The EPA Continues to Suppress a Report on the Health Effects of Formaldehyde
What happened: Top officials at the Environmental Protection Agency (EPA) appear to be suppressing an important and highly anticipated report on the risk of cancer from formaldehyde, a common chemical that many people are exposed to from common household products.
Why it matters: When a scientific report on the health effects of a common chemical is being suppressed, it means that scientific data that is vital to the public’s health and well-being is being buried. Federal scientists need to be free from the threat of censorship and delay tactics to publish reports of the highest quality. These reports can form the basis of regulatory policy that protects all of us from exposure to harmful chemicals.
It is usually difficult to prove if the release of a scientific report is being intentionally delayed by government officials. Federal science, like all science, is a collaborative process that often requires a lot of lengthy back and forth discussion to produce the best scientific products. However, there is overwhelming evidence to suggest that a report assessing the health risks associated with formaldehyde, written by the Environmental Protection Agency’s (EPA) Integrated Risk Information System (IRIS) team, is being suppressed for reasons that have nothing to do with science.
The report is a draft risk assessment on the potential health hazards associated with formaldehyde, a common chemical found throughout the home. Household products that contain formaldehyde include wood products (particle board, plywood and fiberboard), glues, permanent-press fabrics, paper product coatings, and some insulation materials. Formaldehyde in these materials can vaporize, and when such fumes are inhaled over the long term this can lead to an increased cancer risk. Both the International Agency for Research on Cancer (IARC), a branch of the World Health Organization (WHO), and the National Toxicology Program, an interagency program of the Department of Health and Human Services (HHS), classify formaldehyde as a known human carcinogen.

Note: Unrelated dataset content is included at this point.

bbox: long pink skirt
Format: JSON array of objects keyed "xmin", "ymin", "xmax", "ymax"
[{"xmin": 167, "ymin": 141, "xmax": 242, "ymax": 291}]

According to a Congressional review, the formaldehyde report was finished by scientists in the fall of 2017; some sources at the EPA say the report was finished even earlier, in January 2017. Currently, the report is stuck in agency review, where a report is reviewed internally by the agency before it can be cleared for review outside the agency. This process normally takes 60-90 days, but for the formaldehyde report the review has been going on for 1 or 1½ years, with no end in sight. During a congressional hearing in January 2018, then-Administrator Pruitt was asked about the formaldehyde report, to which Pruitt replied that he would “commit to looking into” the matter and stated that he would provide a time “when we can release it.” The EPA failed to follow up on this promise, despite Senator Markey’s staff requesting the information every 2-3 weeks since. In August 2018, acting EPA Administrator Andrew Wheeler erroneously implied during Congressional testimony that the report was being held up in order to check scientific accuracy, saying, “I am sure we will release it, but I need to make sure that the science in the report is still accurate.” Troublingly, Wheeler worked for Senator Inhofe (R-OK) in 2004, when Senator Inhofe attempted to delay an earlier iteration of the formaldehyde assessment.

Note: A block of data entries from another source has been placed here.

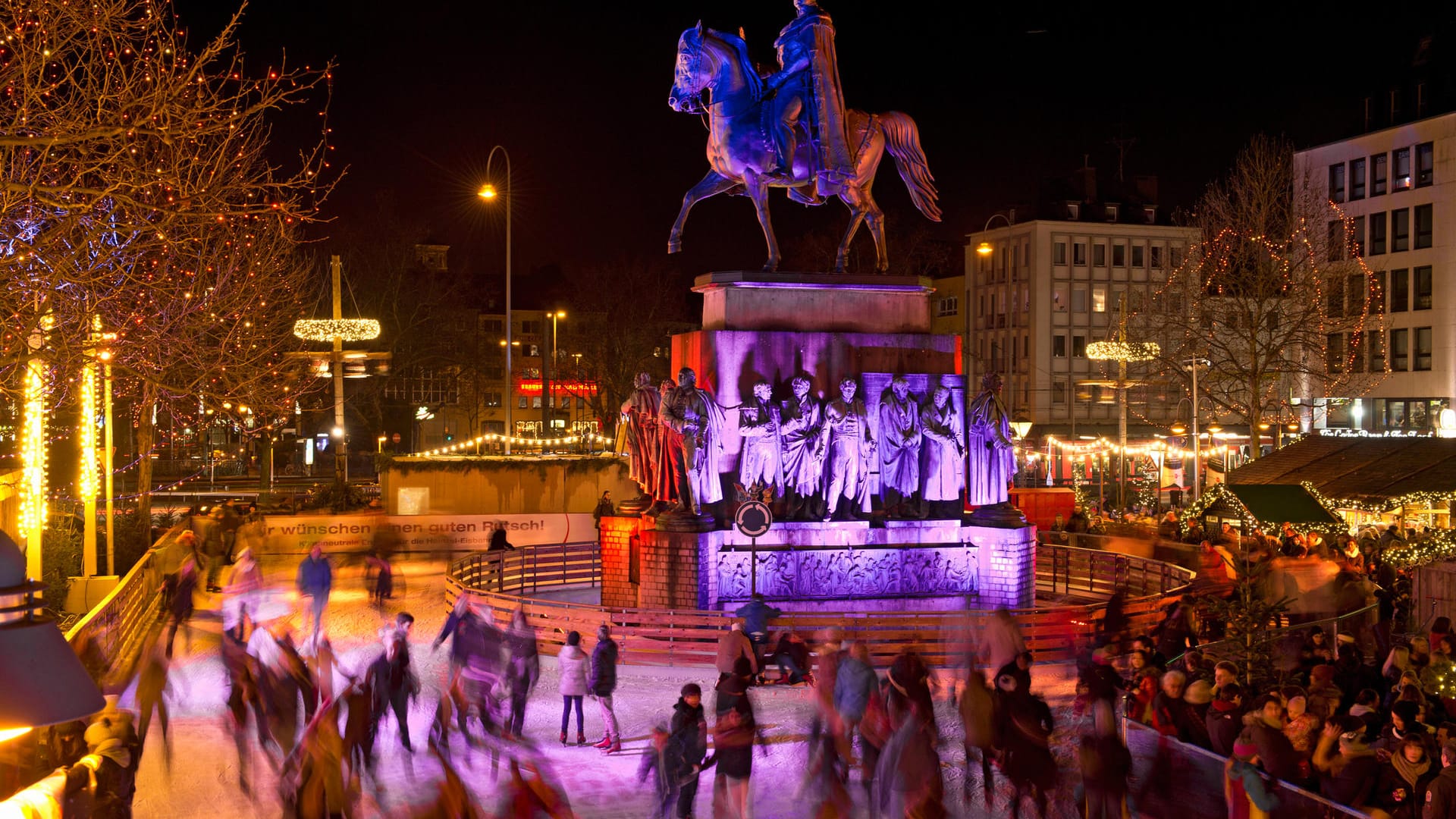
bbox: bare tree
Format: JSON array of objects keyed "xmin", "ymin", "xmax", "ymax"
[
  {"xmin": 566, "ymin": 258, "xmax": 686, "ymax": 433},
  {"xmin": 1133, "ymin": 136, "xmax": 1388, "ymax": 457},
  {"xmin": 0, "ymin": 0, "xmax": 329, "ymax": 509}
]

Top officials at the EPA seem to be intentionally delaying the release of the report as a way to undermine the agency’s independent research into the health risks of toxic chemicals. Senators Markey (D-MA), Whitehouse (D-RI) and Carper (D-DE) have reported that multiple political appointees within EPA are expressing reluctance to move the assessment out of the agency review process. In regards to the EPA’s political appointees, one anonymous EPA official said to Politico, “They’re stonewalling every step of the way.” Influence from industry may be playing a role – the industry trade group American Chemistry Council (ACC) has been pressuring EPA officials to not release the assessment and is sowing doubts about formaldehyde’s heath risks.
This is not the first time that the EPA under the Trump administration has played a role in suppressing a scientific report – other examples include the suppression of a report on the health effects of a chemical found in Teflon and the suppression of a report on the financial burdens associated with the restricting science rule. Risk assessments on toxic chemicals come from the EPA’s IRIS program, which often acts as a basis for local, state, federal and even international regulation. By delaying the release of the formaldehyde report, the EPA is impeding the ability of various regulatory bodies to effectively stop formaldehyde from causing deleterious health effects, like certain cancers, in the general population. The EPA’s scientific integrity policy states that “science is the backbone of the EPA’s decision-making” and that it is “essential that political or other officials not suppress or alter scientific findings.” It is imperative that federal scientists are free to use evidence-based methodologies to produce the best science without fear that they will be repressed if their findings are considered politically contentious.